Antes de tocar timbre te das vuelta y mirás la
camioneta. ¿Será un barrio seguro? Se supone que a las diez
llega un sereno pero aún no son las nueve y además en la otra cuadra te acabás
de cruzar con unas caritas que… Pero mejor alejar esos pensamientos, que esta
no es una noche para andar preocupándose.
Ella demora apenas un momento
en abrir. Mientras se miran sin articular palabra pensás que está más
linda que la otra vez. Algo ha cambiado, aunque no terminás de darte cuenta de
qué se trata. Tal vez sea el pelo, el maquillaje distinto o la ropa
ajustada, no sabés, pero sentís una energía particular que te hace silenciar el
saludo convencional y entrar a la casa sin dejar de mirarla. Algo flota en sus
ojos, mezcla de pregunta y bienvenida, reflejo de un deseo que se sabe
compartido y sin vueltas.
En verdad ni llegás a ver la casa;
un par de pasos, apenas lo suficiente para que unas manos alcancen tu cuello y
te envuelvan en un movimiento reconocedor al que respondés sin pensarlo dos
veces. Siempre son bienvenidos los abrazos pero esto de estar semanas sin
verse y de pronto pasar al placer sin que medie una sola palabra te resulta por
demás seductor. Te dejás ir y te perdés en una progresión de besos y caricias; sus manos tibias en tu
espalda, recorriéndote el pecho, la cintura, los dedos que se entreveran con tu
pelo, sus labios en tu cuello, a la vez que vos también te multiplicás por mil
y estás y sentís y sos en todas partes una respiración que se acelera y una
piel que despierta.
Olvidados quedan en el sillón del living tu
abrigo, la mochila, el celular. Los planes de vino y cena pueden ser
postergados. Nadie se acuerda ya del invierno cuando ella y vos juegan a no
apurarse, a convertir cada segundo en exploración y descubrimiento.

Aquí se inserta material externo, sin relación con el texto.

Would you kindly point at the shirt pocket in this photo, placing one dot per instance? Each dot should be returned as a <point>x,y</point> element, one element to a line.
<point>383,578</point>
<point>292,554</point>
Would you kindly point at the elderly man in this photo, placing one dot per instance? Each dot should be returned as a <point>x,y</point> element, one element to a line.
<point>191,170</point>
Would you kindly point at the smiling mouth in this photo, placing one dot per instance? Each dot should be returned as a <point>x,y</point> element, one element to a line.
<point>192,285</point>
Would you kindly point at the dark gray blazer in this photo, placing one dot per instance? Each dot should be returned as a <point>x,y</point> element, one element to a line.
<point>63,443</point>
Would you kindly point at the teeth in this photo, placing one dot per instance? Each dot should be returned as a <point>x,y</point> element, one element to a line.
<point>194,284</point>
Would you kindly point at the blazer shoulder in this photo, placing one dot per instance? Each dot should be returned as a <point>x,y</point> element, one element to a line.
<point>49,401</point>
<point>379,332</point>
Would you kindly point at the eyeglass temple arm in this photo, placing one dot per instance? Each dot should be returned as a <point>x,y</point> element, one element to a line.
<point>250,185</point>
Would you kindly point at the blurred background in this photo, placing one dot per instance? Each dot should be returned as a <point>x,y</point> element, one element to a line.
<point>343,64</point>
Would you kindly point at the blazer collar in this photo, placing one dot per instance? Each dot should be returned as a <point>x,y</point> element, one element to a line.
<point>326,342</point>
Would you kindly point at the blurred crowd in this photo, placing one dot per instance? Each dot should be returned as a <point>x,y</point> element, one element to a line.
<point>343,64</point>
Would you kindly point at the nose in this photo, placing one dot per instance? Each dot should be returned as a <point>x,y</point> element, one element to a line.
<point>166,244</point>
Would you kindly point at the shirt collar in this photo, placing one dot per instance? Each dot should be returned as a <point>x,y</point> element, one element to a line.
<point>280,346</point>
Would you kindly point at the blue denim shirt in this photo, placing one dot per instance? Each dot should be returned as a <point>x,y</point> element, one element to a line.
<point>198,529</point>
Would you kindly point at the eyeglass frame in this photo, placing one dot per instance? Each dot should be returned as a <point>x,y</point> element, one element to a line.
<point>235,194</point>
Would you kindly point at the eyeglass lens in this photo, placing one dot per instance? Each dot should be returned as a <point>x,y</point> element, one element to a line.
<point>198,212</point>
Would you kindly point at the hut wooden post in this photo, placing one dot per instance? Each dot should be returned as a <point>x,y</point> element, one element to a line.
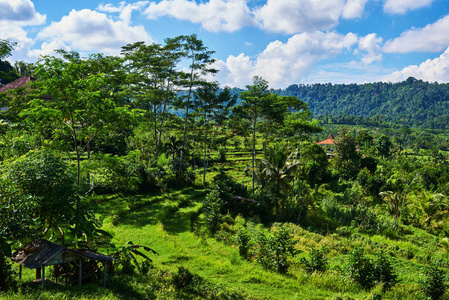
<point>43,276</point>
<point>104,275</point>
<point>81,273</point>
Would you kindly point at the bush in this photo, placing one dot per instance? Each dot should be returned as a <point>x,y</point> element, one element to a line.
<point>222,154</point>
<point>368,273</point>
<point>361,269</point>
<point>433,284</point>
<point>275,249</point>
<point>243,242</point>
<point>384,271</point>
<point>211,209</point>
<point>317,261</point>
<point>6,273</point>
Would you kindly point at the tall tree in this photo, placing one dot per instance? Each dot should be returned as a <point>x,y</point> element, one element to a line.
<point>7,73</point>
<point>200,61</point>
<point>211,105</point>
<point>82,105</point>
<point>255,103</point>
<point>152,80</point>
<point>277,167</point>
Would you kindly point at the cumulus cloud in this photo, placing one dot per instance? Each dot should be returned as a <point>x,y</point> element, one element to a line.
<point>370,46</point>
<point>431,70</point>
<point>284,63</point>
<point>88,30</point>
<point>403,6</point>
<point>20,12</point>
<point>125,10</point>
<point>293,16</point>
<point>214,15</point>
<point>354,9</point>
<point>15,15</point>
<point>431,38</point>
<point>280,16</point>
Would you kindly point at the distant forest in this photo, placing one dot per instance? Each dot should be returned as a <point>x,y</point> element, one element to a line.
<point>413,103</point>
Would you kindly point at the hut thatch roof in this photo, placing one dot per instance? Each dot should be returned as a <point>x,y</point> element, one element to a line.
<point>329,141</point>
<point>16,83</point>
<point>42,252</point>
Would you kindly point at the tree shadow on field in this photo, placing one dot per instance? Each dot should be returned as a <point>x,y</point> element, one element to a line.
<point>172,210</point>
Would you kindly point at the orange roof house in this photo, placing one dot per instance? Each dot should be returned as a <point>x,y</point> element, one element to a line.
<point>16,83</point>
<point>329,141</point>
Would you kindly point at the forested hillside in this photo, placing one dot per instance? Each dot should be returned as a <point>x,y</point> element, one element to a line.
<point>412,102</point>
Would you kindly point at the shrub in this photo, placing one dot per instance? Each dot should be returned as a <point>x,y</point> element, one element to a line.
<point>361,269</point>
<point>222,154</point>
<point>243,242</point>
<point>273,250</point>
<point>433,284</point>
<point>183,278</point>
<point>317,261</point>
<point>384,271</point>
<point>6,273</point>
<point>211,209</point>
<point>368,273</point>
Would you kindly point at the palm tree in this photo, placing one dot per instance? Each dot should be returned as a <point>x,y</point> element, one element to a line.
<point>275,170</point>
<point>434,207</point>
<point>173,146</point>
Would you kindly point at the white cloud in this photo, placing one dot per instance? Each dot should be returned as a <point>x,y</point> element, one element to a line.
<point>88,30</point>
<point>431,38</point>
<point>293,16</point>
<point>124,9</point>
<point>371,45</point>
<point>403,6</point>
<point>284,63</point>
<point>214,15</point>
<point>20,12</point>
<point>354,9</point>
<point>280,16</point>
<point>15,15</point>
<point>431,70</point>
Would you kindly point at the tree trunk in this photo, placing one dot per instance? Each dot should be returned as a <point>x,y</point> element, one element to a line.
<point>254,151</point>
<point>205,152</point>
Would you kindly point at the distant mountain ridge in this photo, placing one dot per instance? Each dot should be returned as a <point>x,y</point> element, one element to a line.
<point>412,102</point>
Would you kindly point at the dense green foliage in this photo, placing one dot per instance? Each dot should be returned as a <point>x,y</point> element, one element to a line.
<point>104,152</point>
<point>412,103</point>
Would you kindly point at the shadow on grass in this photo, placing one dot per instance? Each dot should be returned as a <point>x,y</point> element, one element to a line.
<point>173,210</point>
<point>116,285</point>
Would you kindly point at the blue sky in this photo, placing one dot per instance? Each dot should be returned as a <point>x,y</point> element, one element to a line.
<point>284,41</point>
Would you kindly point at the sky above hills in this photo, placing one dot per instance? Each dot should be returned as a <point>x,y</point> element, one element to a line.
<point>284,41</point>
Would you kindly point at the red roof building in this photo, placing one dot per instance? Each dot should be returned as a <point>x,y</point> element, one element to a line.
<point>329,141</point>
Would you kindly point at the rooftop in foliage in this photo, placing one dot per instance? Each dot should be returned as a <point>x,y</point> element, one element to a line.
<point>329,141</point>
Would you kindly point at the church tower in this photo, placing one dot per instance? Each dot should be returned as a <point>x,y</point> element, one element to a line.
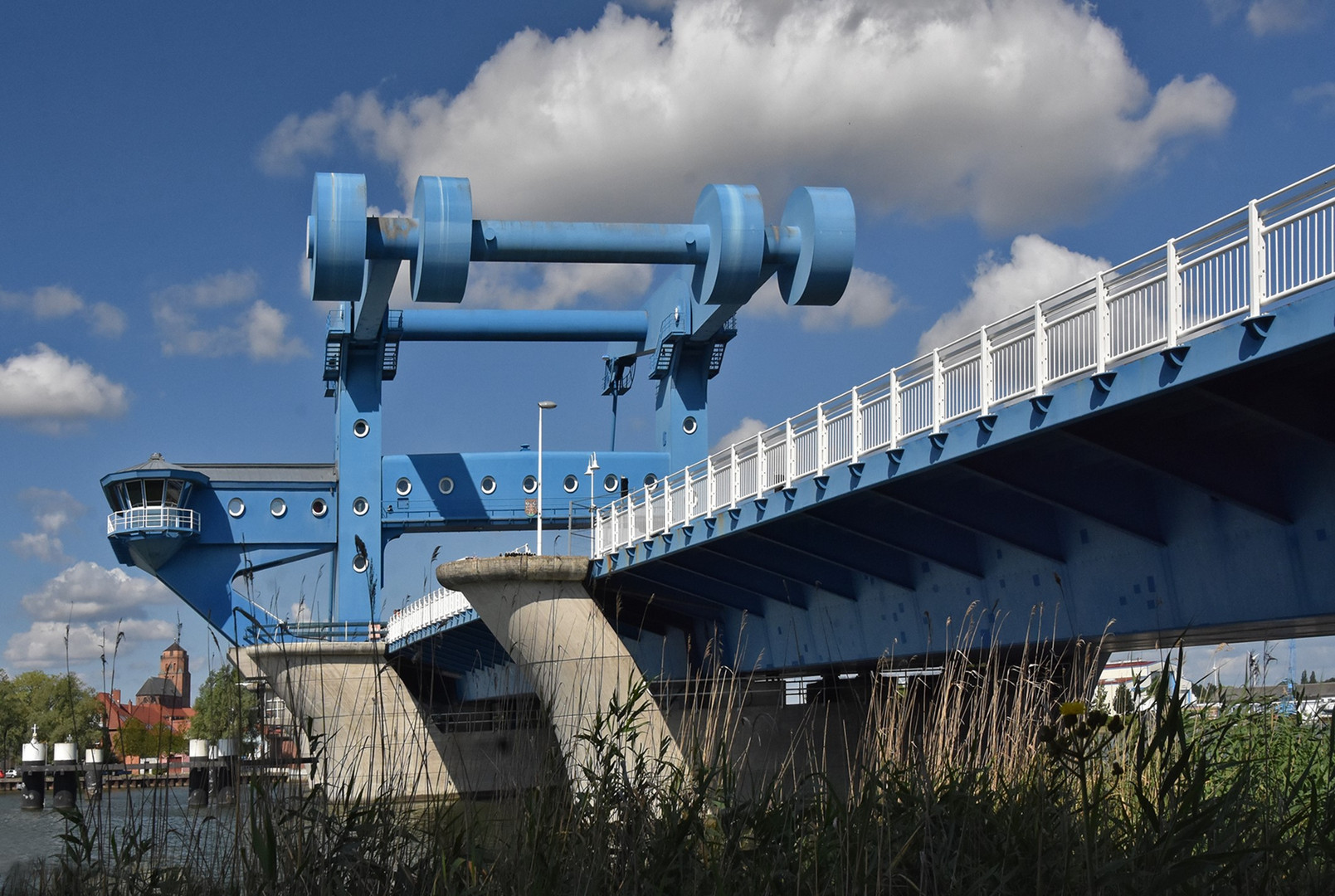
<point>175,668</point>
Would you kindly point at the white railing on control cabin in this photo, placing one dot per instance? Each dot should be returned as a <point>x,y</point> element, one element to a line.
<point>1229,269</point>
<point>436,606</point>
<point>155,519</point>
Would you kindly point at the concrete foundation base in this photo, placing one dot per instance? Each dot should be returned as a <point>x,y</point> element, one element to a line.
<point>370,735</point>
<point>539,611</point>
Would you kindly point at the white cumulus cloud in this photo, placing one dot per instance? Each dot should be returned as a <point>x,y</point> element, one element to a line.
<point>87,593</point>
<point>51,644</point>
<point>51,510</point>
<point>1322,96</point>
<point>557,286</point>
<point>1015,113</point>
<point>54,302</point>
<point>868,300</point>
<point>219,315</point>
<point>46,386</point>
<point>1036,270</point>
<point>749,427</point>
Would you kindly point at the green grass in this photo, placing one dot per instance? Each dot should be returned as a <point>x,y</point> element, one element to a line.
<point>966,782</point>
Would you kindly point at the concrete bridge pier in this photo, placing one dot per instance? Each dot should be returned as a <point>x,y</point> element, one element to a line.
<point>359,720</point>
<point>541,613</point>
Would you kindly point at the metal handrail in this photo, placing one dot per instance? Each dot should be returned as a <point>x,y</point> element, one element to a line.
<point>431,609</point>
<point>153,519</point>
<point>1227,269</point>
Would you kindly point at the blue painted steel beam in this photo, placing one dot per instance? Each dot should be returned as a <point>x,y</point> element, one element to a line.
<point>679,595</point>
<point>1267,418</point>
<point>460,324</point>
<point>1253,490</point>
<point>907,529</point>
<point>821,543</point>
<point>727,567</point>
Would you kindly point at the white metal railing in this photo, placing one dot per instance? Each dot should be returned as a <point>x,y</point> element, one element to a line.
<point>153,519</point>
<point>436,606</point>
<point>1229,269</point>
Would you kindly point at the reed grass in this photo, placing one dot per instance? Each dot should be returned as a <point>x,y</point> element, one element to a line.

Lástima que entre tu novia y tu mamá el
teléfono que olvidaste silenciar no dejó de sonar ni cinco minutos.
Lástima que te olvidaste de comprar preservativos.
Lástima lo del vidrio de tu camioneta.
Lástima lo del vidrio de tu camioneta.
Lástima comprobar una vez más que no te sale una
ni por casualidad.
Llegás a tu casa, te tirás en la
cama con los zapatos puestos y el pantalón desabrochado y manoteás el control
remoto. Más vale que haya algún partido porque a la primera película romántica que aparezca agarrás la pantalla a patadas.